Fox in the red hunting jacket known as a Pink jacket after the tailor This was a fascinating tasting of twenty rosés selected from around the world - New Zealand, Australia, Italy and France, all selected because they are highly regarded. So, technically, all of the wines should have achieved high scores. Admittedly, when wines of such different styles are tasted side by side, some will appeal more than others, so the scores do not necessarily reflect the quality, but rather which style is most attractive to each taster - so it will be fascinating to see the results when they are compiled by Richard Bampfield MW.

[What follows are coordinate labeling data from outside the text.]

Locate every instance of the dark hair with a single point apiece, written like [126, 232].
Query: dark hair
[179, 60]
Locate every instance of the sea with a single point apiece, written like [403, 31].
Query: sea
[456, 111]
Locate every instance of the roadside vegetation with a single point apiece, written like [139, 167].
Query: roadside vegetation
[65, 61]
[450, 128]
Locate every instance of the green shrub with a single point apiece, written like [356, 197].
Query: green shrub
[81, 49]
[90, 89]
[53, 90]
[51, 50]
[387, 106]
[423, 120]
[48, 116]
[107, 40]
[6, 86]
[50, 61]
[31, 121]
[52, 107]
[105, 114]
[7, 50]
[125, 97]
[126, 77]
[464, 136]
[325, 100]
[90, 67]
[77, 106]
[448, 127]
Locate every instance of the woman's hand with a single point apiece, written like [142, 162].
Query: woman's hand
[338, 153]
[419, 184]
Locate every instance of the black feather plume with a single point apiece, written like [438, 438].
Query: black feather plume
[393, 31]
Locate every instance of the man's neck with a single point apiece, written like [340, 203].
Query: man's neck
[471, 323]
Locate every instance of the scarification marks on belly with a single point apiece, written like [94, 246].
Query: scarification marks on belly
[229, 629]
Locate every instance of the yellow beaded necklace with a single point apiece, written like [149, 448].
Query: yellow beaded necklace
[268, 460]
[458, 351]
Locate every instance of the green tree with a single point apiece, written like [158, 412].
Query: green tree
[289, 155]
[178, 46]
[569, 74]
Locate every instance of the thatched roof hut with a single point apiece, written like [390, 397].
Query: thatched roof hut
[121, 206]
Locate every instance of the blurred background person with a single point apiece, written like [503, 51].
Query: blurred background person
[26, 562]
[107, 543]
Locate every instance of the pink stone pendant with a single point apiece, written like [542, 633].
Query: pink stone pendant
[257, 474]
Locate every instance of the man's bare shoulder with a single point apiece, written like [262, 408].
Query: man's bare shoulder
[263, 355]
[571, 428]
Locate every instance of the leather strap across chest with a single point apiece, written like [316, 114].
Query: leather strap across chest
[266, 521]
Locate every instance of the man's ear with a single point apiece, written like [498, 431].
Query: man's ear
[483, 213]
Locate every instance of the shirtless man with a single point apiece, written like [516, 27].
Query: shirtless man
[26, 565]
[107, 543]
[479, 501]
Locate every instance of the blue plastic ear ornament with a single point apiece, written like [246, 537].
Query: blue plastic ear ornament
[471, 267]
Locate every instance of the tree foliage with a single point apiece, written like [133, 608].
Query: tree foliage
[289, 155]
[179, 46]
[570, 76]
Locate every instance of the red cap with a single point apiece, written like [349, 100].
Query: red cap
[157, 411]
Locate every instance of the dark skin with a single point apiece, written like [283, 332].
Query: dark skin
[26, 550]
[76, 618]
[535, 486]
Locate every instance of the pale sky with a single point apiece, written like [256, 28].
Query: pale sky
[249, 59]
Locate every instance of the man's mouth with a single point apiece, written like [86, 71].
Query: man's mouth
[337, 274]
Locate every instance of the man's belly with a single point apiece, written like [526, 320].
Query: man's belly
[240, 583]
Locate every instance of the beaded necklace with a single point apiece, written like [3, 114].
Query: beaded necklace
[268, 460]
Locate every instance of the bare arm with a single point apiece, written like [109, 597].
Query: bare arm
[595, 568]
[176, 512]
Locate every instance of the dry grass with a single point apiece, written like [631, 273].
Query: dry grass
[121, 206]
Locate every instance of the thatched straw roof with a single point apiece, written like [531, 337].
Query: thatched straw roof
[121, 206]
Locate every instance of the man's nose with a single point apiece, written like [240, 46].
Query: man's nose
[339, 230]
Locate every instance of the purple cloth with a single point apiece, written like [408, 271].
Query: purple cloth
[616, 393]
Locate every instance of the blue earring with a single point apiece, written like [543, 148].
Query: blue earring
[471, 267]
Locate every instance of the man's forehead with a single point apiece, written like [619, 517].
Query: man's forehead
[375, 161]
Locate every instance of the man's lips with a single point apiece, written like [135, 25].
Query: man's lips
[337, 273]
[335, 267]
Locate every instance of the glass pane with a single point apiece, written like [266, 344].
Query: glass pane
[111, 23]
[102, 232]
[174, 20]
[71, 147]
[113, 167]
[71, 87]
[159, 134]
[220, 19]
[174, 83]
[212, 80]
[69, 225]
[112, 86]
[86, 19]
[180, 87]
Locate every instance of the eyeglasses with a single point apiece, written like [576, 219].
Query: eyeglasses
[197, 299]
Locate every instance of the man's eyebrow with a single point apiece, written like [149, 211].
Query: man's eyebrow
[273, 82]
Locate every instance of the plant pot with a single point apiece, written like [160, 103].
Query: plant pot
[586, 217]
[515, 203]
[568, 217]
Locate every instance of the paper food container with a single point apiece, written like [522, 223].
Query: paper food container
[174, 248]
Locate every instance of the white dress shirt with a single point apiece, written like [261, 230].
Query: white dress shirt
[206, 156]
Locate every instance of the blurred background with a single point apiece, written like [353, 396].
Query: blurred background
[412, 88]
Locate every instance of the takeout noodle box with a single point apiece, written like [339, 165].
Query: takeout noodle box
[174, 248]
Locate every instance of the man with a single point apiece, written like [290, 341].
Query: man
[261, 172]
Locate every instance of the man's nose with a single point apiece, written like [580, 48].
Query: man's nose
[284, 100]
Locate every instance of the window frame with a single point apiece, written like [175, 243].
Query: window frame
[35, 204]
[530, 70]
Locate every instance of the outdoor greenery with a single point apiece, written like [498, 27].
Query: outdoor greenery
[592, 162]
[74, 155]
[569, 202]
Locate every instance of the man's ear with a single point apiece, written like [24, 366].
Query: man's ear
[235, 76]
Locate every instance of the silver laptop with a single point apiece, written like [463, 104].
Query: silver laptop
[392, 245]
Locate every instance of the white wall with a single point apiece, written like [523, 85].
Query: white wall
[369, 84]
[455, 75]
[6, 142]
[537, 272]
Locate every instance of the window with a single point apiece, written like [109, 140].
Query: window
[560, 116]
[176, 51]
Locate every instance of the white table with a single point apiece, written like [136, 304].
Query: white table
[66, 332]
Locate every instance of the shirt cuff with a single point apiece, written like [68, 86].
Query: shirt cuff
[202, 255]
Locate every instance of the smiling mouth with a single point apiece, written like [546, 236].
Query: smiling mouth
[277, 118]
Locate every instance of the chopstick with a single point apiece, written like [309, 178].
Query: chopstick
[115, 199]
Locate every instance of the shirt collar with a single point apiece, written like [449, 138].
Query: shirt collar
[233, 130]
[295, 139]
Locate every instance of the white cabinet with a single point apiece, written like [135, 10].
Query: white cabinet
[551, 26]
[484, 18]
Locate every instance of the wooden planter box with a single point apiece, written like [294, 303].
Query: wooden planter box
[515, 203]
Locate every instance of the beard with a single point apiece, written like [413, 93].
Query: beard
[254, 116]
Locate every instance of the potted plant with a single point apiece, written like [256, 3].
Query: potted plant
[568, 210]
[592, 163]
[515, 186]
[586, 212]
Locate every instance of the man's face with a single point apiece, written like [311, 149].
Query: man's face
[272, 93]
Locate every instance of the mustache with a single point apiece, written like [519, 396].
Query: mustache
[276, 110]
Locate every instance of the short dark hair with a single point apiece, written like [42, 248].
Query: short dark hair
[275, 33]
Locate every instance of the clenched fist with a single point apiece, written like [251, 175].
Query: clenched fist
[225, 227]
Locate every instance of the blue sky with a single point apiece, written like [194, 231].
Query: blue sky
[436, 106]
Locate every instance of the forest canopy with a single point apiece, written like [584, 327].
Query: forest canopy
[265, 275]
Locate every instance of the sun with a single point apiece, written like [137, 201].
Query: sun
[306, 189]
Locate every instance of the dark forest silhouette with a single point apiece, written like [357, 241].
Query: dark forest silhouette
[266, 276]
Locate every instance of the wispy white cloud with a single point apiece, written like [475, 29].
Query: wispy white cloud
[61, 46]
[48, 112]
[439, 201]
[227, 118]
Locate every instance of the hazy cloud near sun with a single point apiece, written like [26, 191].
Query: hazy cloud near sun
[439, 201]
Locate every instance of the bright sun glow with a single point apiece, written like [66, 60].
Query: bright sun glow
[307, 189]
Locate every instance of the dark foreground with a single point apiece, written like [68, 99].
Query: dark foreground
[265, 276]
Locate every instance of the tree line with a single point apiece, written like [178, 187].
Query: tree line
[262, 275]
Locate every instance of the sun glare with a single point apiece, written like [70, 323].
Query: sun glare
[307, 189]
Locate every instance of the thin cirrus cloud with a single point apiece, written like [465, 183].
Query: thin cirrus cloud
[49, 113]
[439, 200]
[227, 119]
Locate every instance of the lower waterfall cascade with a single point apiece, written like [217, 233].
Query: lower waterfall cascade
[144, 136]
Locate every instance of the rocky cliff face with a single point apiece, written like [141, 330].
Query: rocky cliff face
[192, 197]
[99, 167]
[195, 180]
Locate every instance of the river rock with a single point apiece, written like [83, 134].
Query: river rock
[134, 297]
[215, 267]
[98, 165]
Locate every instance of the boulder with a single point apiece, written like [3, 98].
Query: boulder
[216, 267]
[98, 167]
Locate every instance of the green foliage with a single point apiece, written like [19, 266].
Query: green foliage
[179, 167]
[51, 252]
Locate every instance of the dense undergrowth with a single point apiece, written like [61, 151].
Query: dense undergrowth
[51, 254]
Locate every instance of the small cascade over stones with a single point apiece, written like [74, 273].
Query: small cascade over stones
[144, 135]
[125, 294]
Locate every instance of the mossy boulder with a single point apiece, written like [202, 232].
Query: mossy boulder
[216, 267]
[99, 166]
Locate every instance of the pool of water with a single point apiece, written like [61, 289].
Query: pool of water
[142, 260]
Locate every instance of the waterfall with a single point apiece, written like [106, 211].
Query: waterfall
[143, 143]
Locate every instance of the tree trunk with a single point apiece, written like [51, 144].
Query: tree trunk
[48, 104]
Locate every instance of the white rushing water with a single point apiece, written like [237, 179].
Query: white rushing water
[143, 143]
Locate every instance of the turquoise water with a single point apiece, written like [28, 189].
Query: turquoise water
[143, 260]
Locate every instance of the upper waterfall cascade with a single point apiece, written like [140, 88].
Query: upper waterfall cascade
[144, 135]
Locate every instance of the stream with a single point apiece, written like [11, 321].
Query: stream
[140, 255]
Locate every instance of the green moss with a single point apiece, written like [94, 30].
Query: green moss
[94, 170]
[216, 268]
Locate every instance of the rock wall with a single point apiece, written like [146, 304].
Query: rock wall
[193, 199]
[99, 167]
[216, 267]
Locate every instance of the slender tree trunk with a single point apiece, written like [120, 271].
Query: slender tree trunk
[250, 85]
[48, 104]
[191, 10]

Richard Bampfield MW In summary, I would say the rosés I liked most had fresh vibrant fruit (usually red or black depending on the variety), such as Pascal Jolivet, Clos Canarelli, Chene Bleu, Ca dei Frati's Rosa dei Frati and Charles Melton's Rose of Virginia, matched with a fresh acidity (preferably not too much grapefruit), as in Clos Canerelli, Domaine Ott's Clos Mireille, Guado al Tasso's Scalabroni Rosato. But I also like the creamy, toasty/leesy character (André Dezat, Ch Brown, Domaine de la Source, Ca dei Frati) giving the wine a bit more complexity – maybe more of a gastronomic wine and not a poolside rosé. Some roses seem to have mixed up weight with gastronomic or serious style – both Chateau d’Esclans and Chateau d'Esclan's Whispering Angel and Mordorée's La Dame Rousse – ended up being too chunky and clunky for me. Tannins in a rosé do not seem to work for me and it was interesting that the two from the Barossa Valley had a touch of tannin, which combined with the darker colour suggests a touch too long skin contact and the use of darker more tannic varieties. The depth of colour is not something I would judge a wine on – although the Léoube and Chene Bleu were possibly a touch too pale in comparison to the others – but I do know that in Provence that paleness is highly sought after. Little varietal character seems to show other than the fresh leafy green character of Cabernet or if the variety is too dark and tannic. Altogether, a rosé, for me, should be fruity and even a touch floral, fresh and clean, some complexity and weight, but not so heavy and chunky that it loses any finesse.